Prezes PiS Jarosław Kaczyński zapowiedział, że na zaplanowanym na przyszły rok kongresie partii zgłosi swoją kandydaturę w wyborach na prezesa PiS. Decyzję Kaczyńskiego w dwóch słowach skomentował premier Donald Tusk.
Prezes PiS Jarosław Kaczyński
O swoich dalszych politycznych planach prezes PiS Jarosław Kaczyński mówił w rozmowie z tygodnikiem „Sieci”.
– Jesteśmy bardziej zjednoczeni i silniejsi, lepiej przygotowani do dalszej walki, niż sądzą nasi przeciwnicy. Ale oczywiście to trudny moment. Są słabsi ludzie, którzy reagują na utratę władzy w sposób nerwowy, nieprzemyślany, są tacy, którzy mogą chcieć po prostu przyłączyć się do silniejszego, realizując taką najprostszą strategię życiową – mówił Kaczyński.
Prezes PiS uważa, że jego partia potrzebuje obecnie „zdecydowanego przywództwa i szybkiego przejścia do ofensywy”
– Dlatego zmieniłem swoje polityczne plany. Wcześniej oceniałem, że kierowanie partią do 2025 r. wystarczy – powiedział.
Kaczyński zapowiedział, że podczas zaplanowanego na przyszły rok kongresu PiS zgłosi swoją kandydaturę na prezesa Prawa i Sprawiedliwości.
– Oczywiście to delegaci zdecydują, ja uczynię wszystko, by ich przekonać do takiego wyboru. Stawiam tę sprawę jasno, bo mogą się zacząć jakieś procesy, które nie służą partii. Jestem też przekonany, że jeszcze przez jakiś czas mogę skutecznie działać. Mam siły, mam plan polityczny — zapowiada Kaczyński.
Donald Tusk komentuje decyzję Jarosława Kaczyńskiego
Wcześniej media przekazywały, że prezes PiS postanowił w 2025 roku zakończyć polityczną karierę. O swojej decyzji miał informować najbliższych współpracowników.
Do zapowiedzi Jarosława Kaczyńskiego odniósł się premier Donald Tusk. Lider Koalicji Obywatelskiej napisał na X tylko dwa słowa: „Dobra wiadomość”.

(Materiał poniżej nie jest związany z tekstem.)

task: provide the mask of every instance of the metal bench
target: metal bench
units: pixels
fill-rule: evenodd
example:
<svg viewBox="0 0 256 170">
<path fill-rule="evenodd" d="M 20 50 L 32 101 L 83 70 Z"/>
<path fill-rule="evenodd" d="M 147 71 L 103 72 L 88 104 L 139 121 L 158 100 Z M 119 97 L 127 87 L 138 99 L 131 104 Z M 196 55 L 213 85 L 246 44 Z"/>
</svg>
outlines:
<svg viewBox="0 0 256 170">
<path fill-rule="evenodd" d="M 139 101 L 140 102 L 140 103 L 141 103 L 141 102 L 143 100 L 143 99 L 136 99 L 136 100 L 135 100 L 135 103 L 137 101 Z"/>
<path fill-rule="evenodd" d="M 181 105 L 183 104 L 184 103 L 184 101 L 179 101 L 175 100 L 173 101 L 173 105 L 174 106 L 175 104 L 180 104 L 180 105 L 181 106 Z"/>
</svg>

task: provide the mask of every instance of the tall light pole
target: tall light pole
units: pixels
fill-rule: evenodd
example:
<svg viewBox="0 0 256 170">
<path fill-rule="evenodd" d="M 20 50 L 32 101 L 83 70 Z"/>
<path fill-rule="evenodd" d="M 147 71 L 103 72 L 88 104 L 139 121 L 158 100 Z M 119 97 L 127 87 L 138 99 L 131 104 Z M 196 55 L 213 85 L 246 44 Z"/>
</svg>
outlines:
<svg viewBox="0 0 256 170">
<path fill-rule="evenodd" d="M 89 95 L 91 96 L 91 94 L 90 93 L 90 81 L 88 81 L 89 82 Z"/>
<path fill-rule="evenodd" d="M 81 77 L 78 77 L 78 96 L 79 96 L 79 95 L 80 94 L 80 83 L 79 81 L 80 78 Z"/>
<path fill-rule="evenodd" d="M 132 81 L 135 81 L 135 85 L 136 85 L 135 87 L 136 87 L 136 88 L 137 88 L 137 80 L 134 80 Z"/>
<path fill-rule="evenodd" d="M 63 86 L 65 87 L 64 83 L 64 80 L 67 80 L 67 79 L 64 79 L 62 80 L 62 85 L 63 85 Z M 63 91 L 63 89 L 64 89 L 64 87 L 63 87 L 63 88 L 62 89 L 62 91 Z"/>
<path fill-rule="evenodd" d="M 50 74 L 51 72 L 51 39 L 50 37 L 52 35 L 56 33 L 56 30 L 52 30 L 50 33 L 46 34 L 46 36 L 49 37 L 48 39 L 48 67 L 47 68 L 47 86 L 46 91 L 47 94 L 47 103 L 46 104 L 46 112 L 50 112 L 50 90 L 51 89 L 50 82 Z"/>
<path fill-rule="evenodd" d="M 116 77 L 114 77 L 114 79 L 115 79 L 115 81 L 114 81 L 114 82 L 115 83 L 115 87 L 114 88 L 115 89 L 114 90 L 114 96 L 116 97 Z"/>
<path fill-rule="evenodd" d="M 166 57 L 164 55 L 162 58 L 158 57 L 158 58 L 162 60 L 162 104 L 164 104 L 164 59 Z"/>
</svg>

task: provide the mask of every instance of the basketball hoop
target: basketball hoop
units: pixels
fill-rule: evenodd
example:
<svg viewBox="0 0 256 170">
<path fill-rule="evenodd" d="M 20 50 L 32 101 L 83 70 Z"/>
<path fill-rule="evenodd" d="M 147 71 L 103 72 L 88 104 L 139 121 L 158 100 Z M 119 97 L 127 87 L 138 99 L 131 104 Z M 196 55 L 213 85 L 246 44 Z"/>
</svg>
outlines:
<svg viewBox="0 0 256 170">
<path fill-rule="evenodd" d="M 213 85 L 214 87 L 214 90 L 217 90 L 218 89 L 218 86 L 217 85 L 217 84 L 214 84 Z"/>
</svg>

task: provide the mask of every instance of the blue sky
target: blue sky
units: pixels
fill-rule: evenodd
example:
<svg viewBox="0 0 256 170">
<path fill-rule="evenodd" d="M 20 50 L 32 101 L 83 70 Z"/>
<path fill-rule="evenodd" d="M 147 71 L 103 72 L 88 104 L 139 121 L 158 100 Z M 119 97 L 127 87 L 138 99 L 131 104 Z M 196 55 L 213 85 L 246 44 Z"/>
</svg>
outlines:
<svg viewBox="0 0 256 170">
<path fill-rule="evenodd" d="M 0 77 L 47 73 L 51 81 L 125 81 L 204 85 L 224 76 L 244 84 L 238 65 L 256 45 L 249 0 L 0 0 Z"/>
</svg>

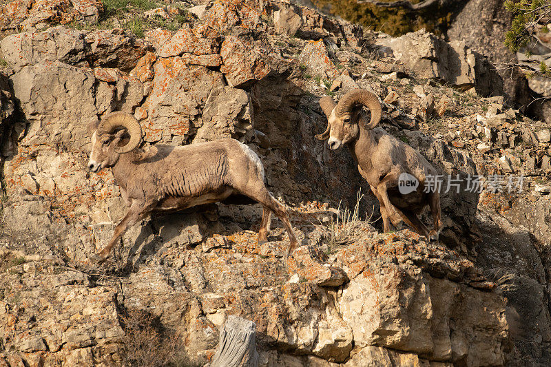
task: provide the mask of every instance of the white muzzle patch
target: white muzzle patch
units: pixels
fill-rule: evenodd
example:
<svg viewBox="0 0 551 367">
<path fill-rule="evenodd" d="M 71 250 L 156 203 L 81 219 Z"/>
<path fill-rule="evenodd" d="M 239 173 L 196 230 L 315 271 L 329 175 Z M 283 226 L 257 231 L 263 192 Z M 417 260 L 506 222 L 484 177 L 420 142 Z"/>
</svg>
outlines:
<svg viewBox="0 0 551 367">
<path fill-rule="evenodd" d="M 337 139 L 336 138 L 333 138 L 333 136 L 330 137 L 329 140 L 327 140 L 327 145 L 331 150 L 336 150 L 339 149 L 340 147 L 341 144 L 342 144 L 342 141 Z"/>
</svg>

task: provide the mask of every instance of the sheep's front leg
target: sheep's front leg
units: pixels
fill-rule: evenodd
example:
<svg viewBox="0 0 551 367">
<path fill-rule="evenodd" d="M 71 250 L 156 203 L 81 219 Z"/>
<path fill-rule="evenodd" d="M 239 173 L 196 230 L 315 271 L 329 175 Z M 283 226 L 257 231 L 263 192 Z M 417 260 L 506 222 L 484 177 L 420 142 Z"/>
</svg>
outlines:
<svg viewBox="0 0 551 367">
<path fill-rule="evenodd" d="M 437 192 L 432 192 L 428 197 L 428 206 L 430 207 L 430 213 L 433 214 L 434 220 L 434 228 L 428 233 L 429 241 L 437 241 L 440 231 L 442 230 L 442 220 L 440 218 L 440 194 Z"/>
<path fill-rule="evenodd" d="M 258 230 L 258 242 L 260 246 L 268 242 L 268 233 L 270 231 L 271 211 L 262 207 L 262 219 L 260 220 L 260 229 Z"/>
<path fill-rule="evenodd" d="M 128 213 L 126 213 L 123 220 L 115 227 L 115 233 L 113 234 L 113 238 L 109 242 L 109 244 L 100 252 L 92 255 L 90 257 L 90 260 L 94 262 L 103 262 L 105 261 L 105 259 L 107 258 L 107 256 L 109 256 L 115 244 L 121 240 L 127 229 L 145 218 L 145 216 L 151 212 L 155 204 L 153 202 L 145 204 L 143 202 L 134 201 Z"/>
<path fill-rule="evenodd" d="M 357 166 L 357 170 L 360 172 L 360 174 L 362 175 L 366 181 L 367 181 L 367 174 L 366 174 L 365 171 L 362 169 L 362 167 L 360 167 L 360 165 Z M 368 183 L 369 181 L 368 181 Z M 381 196 L 379 195 L 379 192 L 377 191 L 377 188 L 372 186 L 371 184 L 369 185 L 369 187 L 371 189 L 371 192 L 373 193 L 377 200 L 379 201 L 379 207 L 380 210 L 381 211 L 381 218 L 383 220 L 383 231 L 384 232 L 388 232 L 391 230 L 390 223 L 388 222 L 388 214 L 386 212 L 386 209 L 384 207 L 384 202 L 383 202 L 382 198 Z"/>
</svg>

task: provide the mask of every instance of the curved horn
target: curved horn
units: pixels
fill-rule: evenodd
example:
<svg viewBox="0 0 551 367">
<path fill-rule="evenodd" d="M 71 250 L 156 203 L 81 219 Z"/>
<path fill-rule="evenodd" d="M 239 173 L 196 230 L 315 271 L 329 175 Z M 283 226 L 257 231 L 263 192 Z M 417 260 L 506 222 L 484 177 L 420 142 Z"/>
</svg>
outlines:
<svg viewBox="0 0 551 367">
<path fill-rule="evenodd" d="M 371 112 L 371 120 L 364 124 L 364 129 L 371 130 L 377 126 L 381 121 L 382 107 L 379 98 L 371 92 L 362 90 L 349 92 L 340 99 L 335 112 L 337 116 L 342 116 L 350 113 L 357 105 L 363 105 Z"/>
<path fill-rule="evenodd" d="M 130 134 L 130 141 L 124 147 L 115 148 L 121 154 L 134 150 L 142 141 L 142 127 L 140 123 L 130 114 L 117 111 L 102 120 L 98 126 L 98 134 L 113 134 L 117 127 L 124 127 Z"/>
<path fill-rule="evenodd" d="M 329 118 L 331 116 L 331 112 L 333 112 L 333 109 L 337 106 L 337 103 L 335 103 L 335 101 L 333 101 L 333 99 L 329 96 L 325 96 L 320 99 L 320 105 L 322 106 L 323 113 L 325 114 L 325 115 Z M 325 131 L 322 134 L 318 134 L 316 135 L 315 138 L 319 140 L 324 140 L 329 137 L 330 129 L 331 127 L 328 123 L 327 128 L 325 129 Z"/>
</svg>

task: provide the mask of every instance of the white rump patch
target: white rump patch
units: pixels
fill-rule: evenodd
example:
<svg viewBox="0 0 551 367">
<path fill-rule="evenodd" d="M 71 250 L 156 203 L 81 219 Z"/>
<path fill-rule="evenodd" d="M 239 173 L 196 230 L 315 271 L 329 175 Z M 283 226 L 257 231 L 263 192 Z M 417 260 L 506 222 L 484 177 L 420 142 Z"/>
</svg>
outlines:
<svg viewBox="0 0 551 367">
<path fill-rule="evenodd" d="M 241 149 L 243 149 L 243 153 L 245 154 L 249 159 L 250 159 L 252 162 L 256 165 L 256 168 L 258 169 L 258 171 L 260 172 L 260 176 L 262 177 L 262 182 L 264 182 L 264 166 L 262 165 L 262 162 L 260 160 L 260 158 L 258 158 L 258 156 L 255 153 L 253 149 L 249 148 L 247 146 L 247 145 L 243 144 L 242 143 L 240 143 L 241 145 Z"/>
</svg>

Jarosław Kaczyński na czele PiS od ponad 20 lat
Jarosław Kaczyński stoi na czele PiS od 18 stycznia 2003 roku (wcześniej prezesem był jego brat, Lech Kaczyński). W tym czasie nie miał żadnego poważnego rywala, który chciałby podjąć z nim rywalizację o stanowisko prezesa partii, choć w 2011 roku w PiS doszło do rozłamu, po którym z partii wyszła grupa polityków, na czele ze Zbigniewem Ziobro, tworząc Solidarną Polskę (dziś Suwerenna Polska).